If memory serves, Kevin Myers and Mark Steyn are friends, or at least friendly acquaintances. Perhaps Myers was impressed with Steyn's recent run-in with a bizarre administrative speech-regulating tribunal in Canada. Anyway, Myers has drawn the wrath of the Immigrant Council of Ireland for this column from last week's Indo. They've zeroed in on --
They [non-African and once war-torn countries] are now -- one way or another -- virtually all giving aid to or investing in Africa, whereas Africa, with its vast savannahs and its lush pastures, is giving almost nothing to anyone, apart from AIDS.
But read the whole thing. It's harsh but heartfelt -- not heartless -- and surely within the range of depressing but not unwarranted Afro-pessimism. He uses Ethiopia as an example because of its large and recurring famines. He doesn't mention the lunacy of its expensive -- and Bush-inspired -- military adventure in Somalia, while people in both countries starve. But here's another example. Niger. Is it obvious why so many people continue to live there, with the Sahara on the march every day (and uranium sales to Saddam no longer the gravy train they once were)? There's not much hate-speech in what he's arguing.

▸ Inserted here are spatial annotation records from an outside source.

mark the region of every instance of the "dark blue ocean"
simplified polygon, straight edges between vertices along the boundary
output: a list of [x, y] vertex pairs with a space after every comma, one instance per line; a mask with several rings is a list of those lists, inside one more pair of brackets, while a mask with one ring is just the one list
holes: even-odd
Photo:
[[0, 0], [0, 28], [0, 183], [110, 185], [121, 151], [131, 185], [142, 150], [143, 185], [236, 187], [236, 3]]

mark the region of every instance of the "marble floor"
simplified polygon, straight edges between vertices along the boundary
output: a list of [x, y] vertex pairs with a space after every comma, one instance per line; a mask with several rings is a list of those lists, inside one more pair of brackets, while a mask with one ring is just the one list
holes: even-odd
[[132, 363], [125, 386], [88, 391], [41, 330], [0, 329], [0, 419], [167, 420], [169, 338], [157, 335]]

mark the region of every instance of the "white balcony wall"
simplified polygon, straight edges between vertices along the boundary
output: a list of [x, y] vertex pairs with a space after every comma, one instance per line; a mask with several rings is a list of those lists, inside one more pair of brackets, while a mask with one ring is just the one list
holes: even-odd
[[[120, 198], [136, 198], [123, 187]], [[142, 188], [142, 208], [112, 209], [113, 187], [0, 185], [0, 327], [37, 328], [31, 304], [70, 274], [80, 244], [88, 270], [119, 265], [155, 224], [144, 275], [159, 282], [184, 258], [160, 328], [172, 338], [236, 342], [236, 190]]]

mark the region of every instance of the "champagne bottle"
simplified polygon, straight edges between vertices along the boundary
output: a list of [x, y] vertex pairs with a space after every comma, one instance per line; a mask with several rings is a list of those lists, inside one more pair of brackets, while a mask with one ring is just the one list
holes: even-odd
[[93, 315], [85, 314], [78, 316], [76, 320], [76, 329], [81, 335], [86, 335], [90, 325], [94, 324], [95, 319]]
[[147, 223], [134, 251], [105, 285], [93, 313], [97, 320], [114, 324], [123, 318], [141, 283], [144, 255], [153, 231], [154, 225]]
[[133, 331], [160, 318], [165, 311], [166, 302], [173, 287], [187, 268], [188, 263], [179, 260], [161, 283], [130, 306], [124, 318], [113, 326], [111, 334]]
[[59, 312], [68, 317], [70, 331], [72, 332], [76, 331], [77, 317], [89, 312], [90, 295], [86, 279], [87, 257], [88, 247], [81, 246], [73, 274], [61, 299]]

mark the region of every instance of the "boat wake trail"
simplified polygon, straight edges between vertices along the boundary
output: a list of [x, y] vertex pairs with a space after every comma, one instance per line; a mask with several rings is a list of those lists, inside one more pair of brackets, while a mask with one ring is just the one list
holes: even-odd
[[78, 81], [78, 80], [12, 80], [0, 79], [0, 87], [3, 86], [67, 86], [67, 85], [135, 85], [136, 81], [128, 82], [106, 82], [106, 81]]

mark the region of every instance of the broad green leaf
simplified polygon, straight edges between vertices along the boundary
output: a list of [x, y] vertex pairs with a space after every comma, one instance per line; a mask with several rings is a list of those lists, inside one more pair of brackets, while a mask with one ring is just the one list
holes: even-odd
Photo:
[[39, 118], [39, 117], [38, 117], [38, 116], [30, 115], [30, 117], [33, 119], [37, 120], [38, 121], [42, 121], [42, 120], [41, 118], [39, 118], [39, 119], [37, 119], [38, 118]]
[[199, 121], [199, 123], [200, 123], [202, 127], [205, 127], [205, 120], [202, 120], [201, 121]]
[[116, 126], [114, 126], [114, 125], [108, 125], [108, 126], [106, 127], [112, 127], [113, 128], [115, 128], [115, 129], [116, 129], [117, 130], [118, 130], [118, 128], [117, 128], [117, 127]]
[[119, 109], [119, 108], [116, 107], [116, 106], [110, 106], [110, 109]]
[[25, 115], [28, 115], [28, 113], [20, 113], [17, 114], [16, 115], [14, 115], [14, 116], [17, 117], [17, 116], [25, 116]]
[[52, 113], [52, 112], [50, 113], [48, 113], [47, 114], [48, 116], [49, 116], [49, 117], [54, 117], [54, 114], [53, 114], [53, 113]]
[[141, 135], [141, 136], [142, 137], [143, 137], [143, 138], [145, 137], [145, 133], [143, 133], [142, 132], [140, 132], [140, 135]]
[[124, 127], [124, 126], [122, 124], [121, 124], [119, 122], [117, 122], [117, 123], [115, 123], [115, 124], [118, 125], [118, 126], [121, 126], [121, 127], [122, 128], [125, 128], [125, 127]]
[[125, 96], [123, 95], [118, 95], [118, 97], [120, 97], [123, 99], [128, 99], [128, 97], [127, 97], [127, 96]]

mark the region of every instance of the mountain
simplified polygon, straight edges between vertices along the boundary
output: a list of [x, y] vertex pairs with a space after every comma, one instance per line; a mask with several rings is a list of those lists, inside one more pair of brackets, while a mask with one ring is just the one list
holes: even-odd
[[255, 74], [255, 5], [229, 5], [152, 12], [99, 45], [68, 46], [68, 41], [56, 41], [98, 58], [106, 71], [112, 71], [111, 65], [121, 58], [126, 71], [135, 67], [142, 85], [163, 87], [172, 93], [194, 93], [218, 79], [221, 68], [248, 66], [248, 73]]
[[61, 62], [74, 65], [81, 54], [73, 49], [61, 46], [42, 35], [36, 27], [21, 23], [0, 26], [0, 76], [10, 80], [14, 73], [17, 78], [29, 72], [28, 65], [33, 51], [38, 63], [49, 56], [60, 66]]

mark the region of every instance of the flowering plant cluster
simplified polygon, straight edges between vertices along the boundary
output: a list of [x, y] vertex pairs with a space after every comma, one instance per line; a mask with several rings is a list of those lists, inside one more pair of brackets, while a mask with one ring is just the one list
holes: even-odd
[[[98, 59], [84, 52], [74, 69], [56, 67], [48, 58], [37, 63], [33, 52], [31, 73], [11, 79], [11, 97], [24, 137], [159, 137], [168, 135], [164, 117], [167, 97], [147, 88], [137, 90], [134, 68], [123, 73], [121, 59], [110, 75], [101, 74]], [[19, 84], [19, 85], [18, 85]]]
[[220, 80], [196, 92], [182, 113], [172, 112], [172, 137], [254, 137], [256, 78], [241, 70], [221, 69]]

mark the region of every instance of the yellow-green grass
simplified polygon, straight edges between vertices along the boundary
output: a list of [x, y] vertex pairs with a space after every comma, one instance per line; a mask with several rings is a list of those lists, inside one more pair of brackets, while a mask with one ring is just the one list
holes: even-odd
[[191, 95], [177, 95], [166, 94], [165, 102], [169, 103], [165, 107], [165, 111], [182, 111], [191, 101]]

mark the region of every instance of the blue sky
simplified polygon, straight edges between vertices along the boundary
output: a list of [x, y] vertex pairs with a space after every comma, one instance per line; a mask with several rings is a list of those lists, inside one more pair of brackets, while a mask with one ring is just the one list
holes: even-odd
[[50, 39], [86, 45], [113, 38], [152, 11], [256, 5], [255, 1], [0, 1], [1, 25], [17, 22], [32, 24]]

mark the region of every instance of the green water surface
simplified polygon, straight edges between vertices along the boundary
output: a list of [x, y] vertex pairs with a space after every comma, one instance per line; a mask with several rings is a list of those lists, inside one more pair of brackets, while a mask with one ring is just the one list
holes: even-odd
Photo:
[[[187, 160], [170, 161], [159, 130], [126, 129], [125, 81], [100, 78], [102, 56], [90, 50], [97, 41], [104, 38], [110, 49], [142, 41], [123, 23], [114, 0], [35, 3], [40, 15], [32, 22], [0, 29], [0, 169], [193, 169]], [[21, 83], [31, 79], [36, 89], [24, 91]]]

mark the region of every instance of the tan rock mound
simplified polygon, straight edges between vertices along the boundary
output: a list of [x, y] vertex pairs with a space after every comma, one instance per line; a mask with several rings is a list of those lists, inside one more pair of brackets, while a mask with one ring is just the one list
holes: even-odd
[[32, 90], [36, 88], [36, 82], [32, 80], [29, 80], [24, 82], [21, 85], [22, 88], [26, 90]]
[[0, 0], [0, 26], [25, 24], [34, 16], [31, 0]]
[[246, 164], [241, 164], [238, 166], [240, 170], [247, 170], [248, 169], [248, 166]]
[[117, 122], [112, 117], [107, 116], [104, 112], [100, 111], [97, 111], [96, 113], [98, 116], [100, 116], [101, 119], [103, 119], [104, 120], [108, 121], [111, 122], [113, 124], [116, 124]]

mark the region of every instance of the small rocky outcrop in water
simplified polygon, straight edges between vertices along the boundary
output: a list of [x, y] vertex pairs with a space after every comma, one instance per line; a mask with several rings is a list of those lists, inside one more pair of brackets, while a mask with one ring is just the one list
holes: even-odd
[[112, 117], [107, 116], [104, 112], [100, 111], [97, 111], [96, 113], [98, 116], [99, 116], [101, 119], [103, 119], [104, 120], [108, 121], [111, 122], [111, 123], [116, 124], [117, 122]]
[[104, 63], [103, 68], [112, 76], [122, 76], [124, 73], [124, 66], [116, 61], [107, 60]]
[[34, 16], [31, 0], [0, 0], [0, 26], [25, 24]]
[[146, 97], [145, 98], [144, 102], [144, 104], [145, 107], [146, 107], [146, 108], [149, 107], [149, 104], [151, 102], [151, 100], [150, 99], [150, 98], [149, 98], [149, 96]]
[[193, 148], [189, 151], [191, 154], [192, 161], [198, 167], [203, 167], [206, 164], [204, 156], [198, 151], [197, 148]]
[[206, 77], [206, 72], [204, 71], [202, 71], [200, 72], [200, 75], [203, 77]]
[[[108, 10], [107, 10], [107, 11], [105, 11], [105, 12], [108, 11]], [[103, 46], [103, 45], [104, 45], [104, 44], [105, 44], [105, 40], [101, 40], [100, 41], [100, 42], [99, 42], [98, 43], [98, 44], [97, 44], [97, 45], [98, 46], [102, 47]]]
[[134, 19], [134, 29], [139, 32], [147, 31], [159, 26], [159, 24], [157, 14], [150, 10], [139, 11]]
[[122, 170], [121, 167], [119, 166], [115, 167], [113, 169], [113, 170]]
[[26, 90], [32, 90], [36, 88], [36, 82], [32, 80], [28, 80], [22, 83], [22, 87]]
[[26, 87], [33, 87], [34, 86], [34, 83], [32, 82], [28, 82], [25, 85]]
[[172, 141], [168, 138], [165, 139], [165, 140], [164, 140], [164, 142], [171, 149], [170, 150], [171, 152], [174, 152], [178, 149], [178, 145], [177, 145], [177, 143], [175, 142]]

In fact, one thing that we're fairly unaware of in the rich west is what being right next to a chaotic African civil war is like. Ask a South African (other than Thabo Mbeki). You just don't know whether that angry teenager in the street was just a few months ago an angry gun-toting teenager in, e.g. the DRC. It's a different calculation than rushing to the media to complain about offensive newspaper columns.